Setup /etc/dovecot/conf.d/10-ssl.conf with overriding ssl_cipher_list and ssl_min_protocol settings according to RedHat 7.

ssl_min_protocol = TLSv1.2
ssl_cipher_list = kEECDH:+kEECDH+SHA:kEDH:+kEDH+SHA:+kEDH+CAMELLIA:kECDH:+kECDH+SHA:kRSA:+kRSA+SHA:+kRSA+CAMELLIA:!aNULL:!eNULL:!SSLv2:!RC4:!MD5:!DES:!EXP:!SEED:!IDEA:!3DES
ssl_prefer_server_ciphers = yes

Or use CustomBuild custom Dovecot config – modifying custom/dovecot/conf/ssl.conf

cat custom/dovecot/conf/ssl.conf
ssl_cert = </etc/exim.cert
ssl_key = </etc/exim.key
ssl_dh = </etc/dovecot/dh.pem

ssl_min_protocol = TLSv1.2
ssl_cipher_list = kEECDH:+kEECDH+SHA:kEDH:+kEDH+SHA:+kEDH+CAMELLIA:kECDH:+kECDH+SHA:kRSA:+kRSA+SHA:+kRSA+CAMELLIA:!aNULL:!eNULL:!SSLv2:!RC4:!MD5:!DES:!EXP:!SEED:!IDEA:!3DES
ssl_prefer_server_ciphers = yes
cd /usr/local/directadmin/custombuild
mkdir -p custom/dovecot/conf
cp -a configure/dovecot/conf/ssl.conf custom/dovecot/conf/ssl.conf
./build dovecot_conf
./build dovecot_conf
Updating dovecot configuration files...
ensuring ssl_dh
Restarting dovecot.
Dovecot configuration files have been updated successfully.

Restart Dovecot service

service dovecot restart

OpenSSL test

echo -n | openssl s_client -crlf -connect 127.0.0.1:993 2>&1 | egrep -i 'cipher|protocol'
New, TLSv1/SSLv3, Cipher is ECDHE-RSA-AES256-GCM-SHA384
Protocol : TLSv1.2
Cipher : ECDHE-RSA-AES256-GCM-SHA384

Exim

egrep 'ssl_|cipher' /etc/exim.variables.conf 
openssl_options=+no_sslv2 +no_sslv3
tls_require_ciphers=ECDHE-ECDSA-CHACHA20-POLY1305:ECDHE-RSA-CHACHA20-POLY1305:ECDHE-ECDSA-AES128-GCM-SHA256:ECDHE-RSA-AES128-GCM-SHA256:ECDHE-ECDSA-AES256-GCM-SHA384:ECDHE-RSA-AES256-GCM-SHA384:DHE-RSA-AES128-GCM-SHA256:DHE-RSA-AES256-SHA256:AES128-SHA:AES256-SHA:DES-CBC3-SHA:!DSS

Other mail SSL config checks

echo -n | openssl s_client -showcerts -connect localhost:993
echo -n | openssl s_client -showcerts -connect localhost:995
echo -n | openssl s_client -showcerts -connect localhost:465
echo -n | openssl s_client -starttls smtp -showcerts -connect localhost:25
echo -n | openssl s_client -starttls smtp -showcerts -connect localhost:587

Pure-ftpd

grep -i ssl /usr/local/directadmin/custombuild/configure/pureftpd/pure-ftpd.conf
# 0: disable SSL/TLS encryption layer (default).
TLSCipherSuite HIGH:MEDIUM:+TLSv1:!SSLv2:+SSLv3

Step 11. Switching MySQL Server Versions – Oracle vs MariaDB MySQL

To upgrade MySQL server versions use the outlined instructions here which also recommend recompiling PHP with each update.

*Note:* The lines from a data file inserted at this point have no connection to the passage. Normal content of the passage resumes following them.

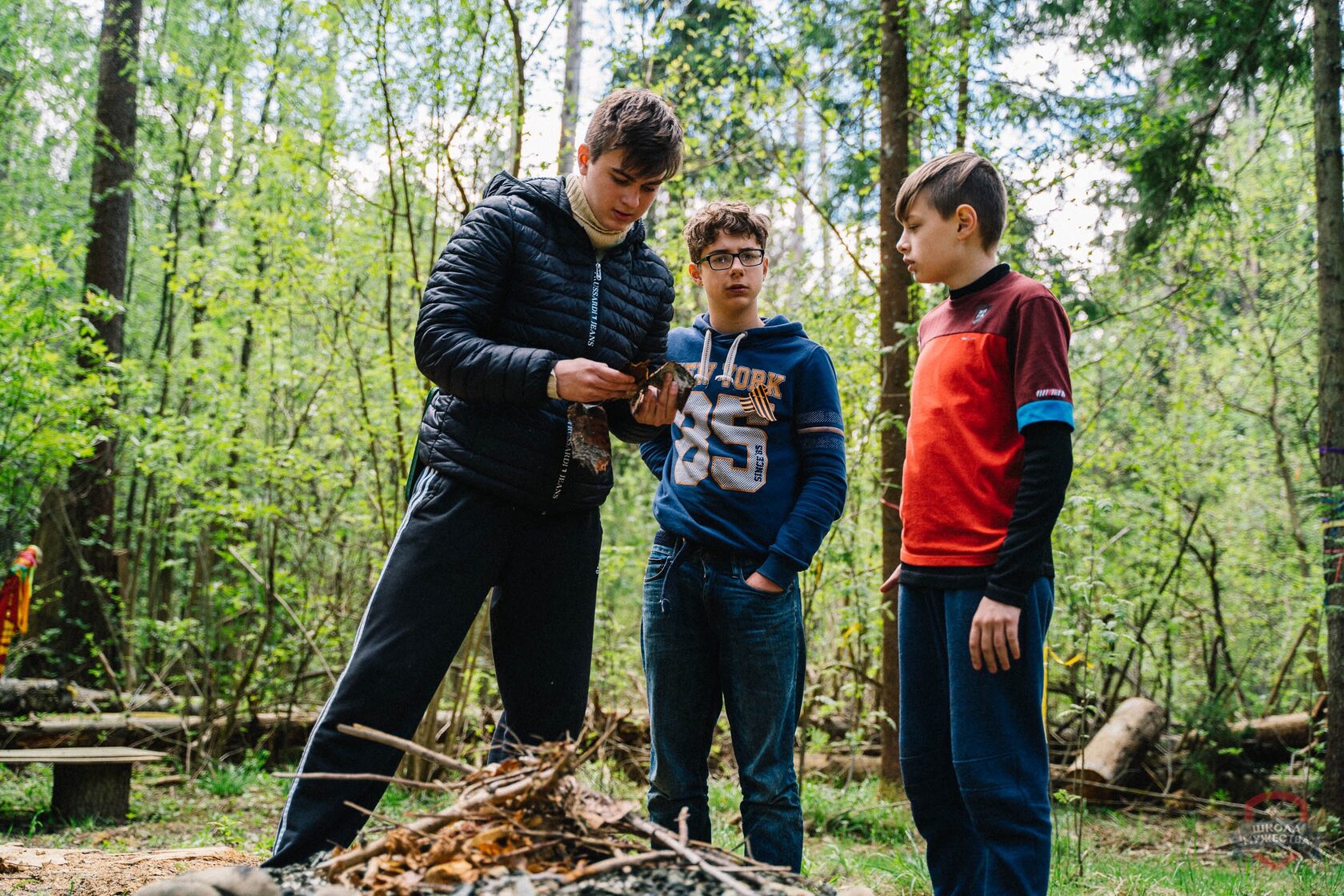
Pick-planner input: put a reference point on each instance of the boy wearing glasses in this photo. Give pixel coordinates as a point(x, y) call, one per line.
point(750, 478)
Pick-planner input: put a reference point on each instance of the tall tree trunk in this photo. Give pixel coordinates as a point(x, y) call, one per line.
point(894, 298)
point(570, 104)
point(515, 162)
point(1330, 285)
point(962, 73)
point(86, 567)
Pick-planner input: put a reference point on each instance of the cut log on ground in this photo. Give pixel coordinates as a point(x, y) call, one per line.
point(21, 696)
point(1130, 731)
point(1277, 734)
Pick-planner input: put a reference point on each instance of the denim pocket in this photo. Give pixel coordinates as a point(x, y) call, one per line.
point(659, 559)
point(743, 574)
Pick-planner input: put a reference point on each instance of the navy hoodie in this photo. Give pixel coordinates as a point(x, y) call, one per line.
point(733, 478)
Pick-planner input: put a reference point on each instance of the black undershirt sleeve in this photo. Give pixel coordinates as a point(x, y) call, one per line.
point(1047, 466)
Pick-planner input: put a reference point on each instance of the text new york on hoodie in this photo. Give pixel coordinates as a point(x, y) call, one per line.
point(756, 462)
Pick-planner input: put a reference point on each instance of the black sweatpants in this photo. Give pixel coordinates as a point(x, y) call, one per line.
point(454, 546)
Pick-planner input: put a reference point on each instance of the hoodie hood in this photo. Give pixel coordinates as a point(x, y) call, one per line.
point(776, 326)
point(547, 194)
point(770, 330)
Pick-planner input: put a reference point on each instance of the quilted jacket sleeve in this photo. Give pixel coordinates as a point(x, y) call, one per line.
point(462, 301)
point(655, 347)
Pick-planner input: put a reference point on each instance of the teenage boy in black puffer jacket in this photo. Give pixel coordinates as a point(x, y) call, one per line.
point(541, 298)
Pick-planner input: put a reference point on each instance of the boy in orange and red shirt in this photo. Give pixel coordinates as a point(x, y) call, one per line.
point(988, 457)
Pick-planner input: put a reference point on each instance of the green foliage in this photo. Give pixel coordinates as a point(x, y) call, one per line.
point(300, 166)
point(234, 779)
point(45, 395)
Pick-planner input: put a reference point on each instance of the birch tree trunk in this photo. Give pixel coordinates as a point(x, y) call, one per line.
point(894, 300)
point(86, 567)
point(570, 104)
point(1330, 285)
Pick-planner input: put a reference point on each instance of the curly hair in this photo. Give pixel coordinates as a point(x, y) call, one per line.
point(723, 217)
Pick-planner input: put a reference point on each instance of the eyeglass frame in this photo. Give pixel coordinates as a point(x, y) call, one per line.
point(735, 257)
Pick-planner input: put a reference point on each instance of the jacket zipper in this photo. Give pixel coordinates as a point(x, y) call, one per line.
point(593, 310)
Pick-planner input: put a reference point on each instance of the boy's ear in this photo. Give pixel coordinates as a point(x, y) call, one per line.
point(966, 221)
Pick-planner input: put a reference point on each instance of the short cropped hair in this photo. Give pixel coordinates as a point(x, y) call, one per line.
point(958, 179)
point(644, 126)
point(722, 217)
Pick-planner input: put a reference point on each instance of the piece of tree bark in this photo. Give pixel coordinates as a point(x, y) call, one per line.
point(1130, 731)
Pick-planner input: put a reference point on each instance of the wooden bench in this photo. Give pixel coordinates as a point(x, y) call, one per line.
point(86, 781)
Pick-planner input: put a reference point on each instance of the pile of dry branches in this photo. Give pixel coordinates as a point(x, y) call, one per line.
point(533, 817)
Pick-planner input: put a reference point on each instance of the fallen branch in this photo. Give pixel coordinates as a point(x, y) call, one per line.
point(668, 838)
point(409, 746)
point(620, 862)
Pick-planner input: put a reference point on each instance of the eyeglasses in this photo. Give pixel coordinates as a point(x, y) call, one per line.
point(723, 261)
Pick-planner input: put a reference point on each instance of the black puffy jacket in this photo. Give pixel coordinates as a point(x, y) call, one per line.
point(516, 289)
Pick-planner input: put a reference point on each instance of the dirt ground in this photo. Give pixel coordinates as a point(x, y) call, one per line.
point(27, 870)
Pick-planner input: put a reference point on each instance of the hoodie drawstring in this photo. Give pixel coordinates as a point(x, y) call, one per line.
point(702, 377)
point(702, 374)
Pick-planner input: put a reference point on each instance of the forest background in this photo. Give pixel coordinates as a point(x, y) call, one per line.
point(298, 166)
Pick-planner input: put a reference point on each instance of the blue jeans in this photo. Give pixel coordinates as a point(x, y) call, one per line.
point(711, 641)
point(974, 746)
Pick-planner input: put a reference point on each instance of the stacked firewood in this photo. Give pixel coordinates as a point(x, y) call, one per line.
point(531, 820)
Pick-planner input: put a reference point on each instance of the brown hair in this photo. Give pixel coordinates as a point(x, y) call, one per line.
point(644, 126)
point(958, 179)
point(722, 217)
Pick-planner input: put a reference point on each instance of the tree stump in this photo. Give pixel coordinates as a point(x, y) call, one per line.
point(90, 791)
point(88, 782)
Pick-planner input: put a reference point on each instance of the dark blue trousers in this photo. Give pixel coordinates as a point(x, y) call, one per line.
point(711, 641)
point(454, 544)
point(974, 746)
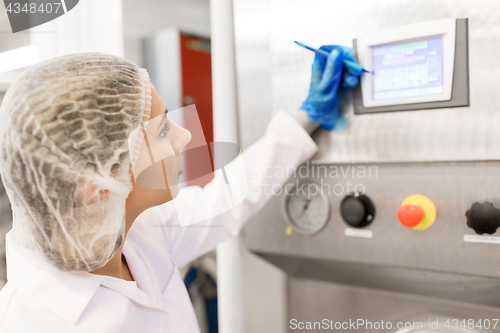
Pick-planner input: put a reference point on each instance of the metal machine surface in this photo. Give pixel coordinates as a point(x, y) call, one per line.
point(373, 267)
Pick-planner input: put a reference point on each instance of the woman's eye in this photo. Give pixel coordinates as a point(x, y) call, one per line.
point(164, 130)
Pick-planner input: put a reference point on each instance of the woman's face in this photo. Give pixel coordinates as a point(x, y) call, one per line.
point(165, 140)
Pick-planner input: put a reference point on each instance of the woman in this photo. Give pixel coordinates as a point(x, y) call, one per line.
point(90, 250)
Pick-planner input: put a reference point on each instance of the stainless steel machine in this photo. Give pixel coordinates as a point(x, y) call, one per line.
point(397, 218)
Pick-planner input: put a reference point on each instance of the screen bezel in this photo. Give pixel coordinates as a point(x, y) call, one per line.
point(426, 30)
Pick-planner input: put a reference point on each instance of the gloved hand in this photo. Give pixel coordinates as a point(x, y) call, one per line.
point(327, 75)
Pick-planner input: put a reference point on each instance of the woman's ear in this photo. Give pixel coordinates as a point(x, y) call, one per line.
point(95, 197)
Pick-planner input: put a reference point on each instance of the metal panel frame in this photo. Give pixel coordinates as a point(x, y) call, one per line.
point(460, 90)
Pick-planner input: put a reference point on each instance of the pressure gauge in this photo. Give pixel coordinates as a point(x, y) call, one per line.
point(307, 208)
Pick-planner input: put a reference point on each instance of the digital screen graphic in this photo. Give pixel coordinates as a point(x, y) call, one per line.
point(408, 69)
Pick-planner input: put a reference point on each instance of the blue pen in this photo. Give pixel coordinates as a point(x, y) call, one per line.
point(325, 54)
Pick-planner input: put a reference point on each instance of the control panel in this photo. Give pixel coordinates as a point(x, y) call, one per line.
point(445, 208)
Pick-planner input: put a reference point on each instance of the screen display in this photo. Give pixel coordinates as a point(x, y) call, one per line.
point(408, 69)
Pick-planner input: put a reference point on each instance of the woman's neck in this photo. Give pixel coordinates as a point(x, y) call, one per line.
point(117, 266)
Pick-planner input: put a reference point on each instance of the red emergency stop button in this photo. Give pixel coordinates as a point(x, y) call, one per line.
point(410, 215)
point(417, 212)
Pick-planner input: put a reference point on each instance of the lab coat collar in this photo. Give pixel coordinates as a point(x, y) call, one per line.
point(66, 294)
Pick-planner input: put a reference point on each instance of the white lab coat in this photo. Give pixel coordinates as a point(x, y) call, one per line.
point(39, 298)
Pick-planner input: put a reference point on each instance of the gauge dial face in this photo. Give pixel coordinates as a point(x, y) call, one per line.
point(307, 211)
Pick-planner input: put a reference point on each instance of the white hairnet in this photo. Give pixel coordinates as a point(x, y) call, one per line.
point(64, 126)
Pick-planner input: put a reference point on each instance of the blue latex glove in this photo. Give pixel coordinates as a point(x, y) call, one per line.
point(327, 75)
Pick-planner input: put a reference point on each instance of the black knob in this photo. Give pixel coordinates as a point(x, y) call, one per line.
point(357, 210)
point(484, 218)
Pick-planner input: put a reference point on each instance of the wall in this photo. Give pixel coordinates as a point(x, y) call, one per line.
point(143, 18)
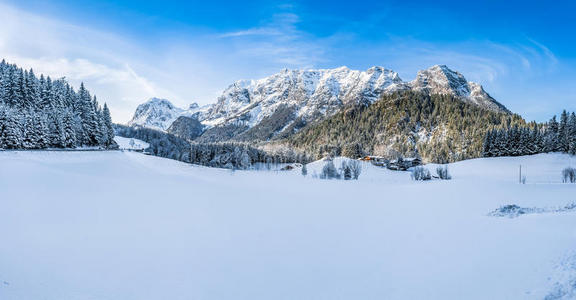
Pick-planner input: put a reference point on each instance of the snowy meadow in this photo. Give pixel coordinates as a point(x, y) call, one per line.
point(123, 225)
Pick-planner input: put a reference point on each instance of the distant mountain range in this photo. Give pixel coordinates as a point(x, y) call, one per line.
point(308, 95)
point(280, 106)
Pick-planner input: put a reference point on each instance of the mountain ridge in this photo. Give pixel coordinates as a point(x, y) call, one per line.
point(280, 104)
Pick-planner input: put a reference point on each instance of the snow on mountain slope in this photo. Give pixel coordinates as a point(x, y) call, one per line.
point(122, 225)
point(440, 79)
point(130, 143)
point(160, 113)
point(306, 95)
point(310, 93)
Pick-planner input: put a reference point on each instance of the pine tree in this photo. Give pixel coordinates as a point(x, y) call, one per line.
point(108, 126)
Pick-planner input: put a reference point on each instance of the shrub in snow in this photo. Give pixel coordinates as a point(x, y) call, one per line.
point(329, 171)
point(443, 173)
point(420, 173)
point(356, 168)
point(569, 175)
point(346, 171)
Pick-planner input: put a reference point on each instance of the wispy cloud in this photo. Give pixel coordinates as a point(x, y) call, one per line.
point(278, 40)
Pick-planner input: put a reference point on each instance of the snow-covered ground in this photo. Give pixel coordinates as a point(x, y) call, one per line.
point(122, 225)
point(130, 143)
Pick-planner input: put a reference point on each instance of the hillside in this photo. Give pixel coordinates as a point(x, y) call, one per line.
point(440, 128)
point(39, 113)
point(130, 226)
point(281, 104)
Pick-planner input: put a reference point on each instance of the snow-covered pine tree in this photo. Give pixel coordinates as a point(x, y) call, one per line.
point(39, 113)
point(563, 132)
point(108, 126)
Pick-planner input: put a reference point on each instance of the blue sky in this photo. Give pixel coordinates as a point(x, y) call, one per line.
point(524, 53)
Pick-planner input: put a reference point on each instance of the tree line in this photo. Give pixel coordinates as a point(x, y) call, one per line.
point(38, 113)
point(533, 138)
point(439, 128)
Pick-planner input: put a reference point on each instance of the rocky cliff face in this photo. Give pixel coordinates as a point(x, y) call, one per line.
point(188, 128)
point(280, 104)
point(440, 79)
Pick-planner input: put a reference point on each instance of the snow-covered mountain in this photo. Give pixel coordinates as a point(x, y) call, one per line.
point(440, 79)
point(284, 101)
point(159, 113)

I generally use MariaDB 10.3 MySQL server these days. I suggest folks not upgrade to MariaDB 10.4 unless you are fully aware of the breaking changes compared to previous MariaDB 10.3 and lower versions – these changes are drastic enough to deem MariaDB 10.4 as no longer being drop-in compatible with Oracle MySQL versions so essentially are a one way upgrade to MariaDB 10.4 with no way going back to lower versions without restoring from a MariaDB 10.3 or earlier full MySQL backup you would of made prior to upgrading.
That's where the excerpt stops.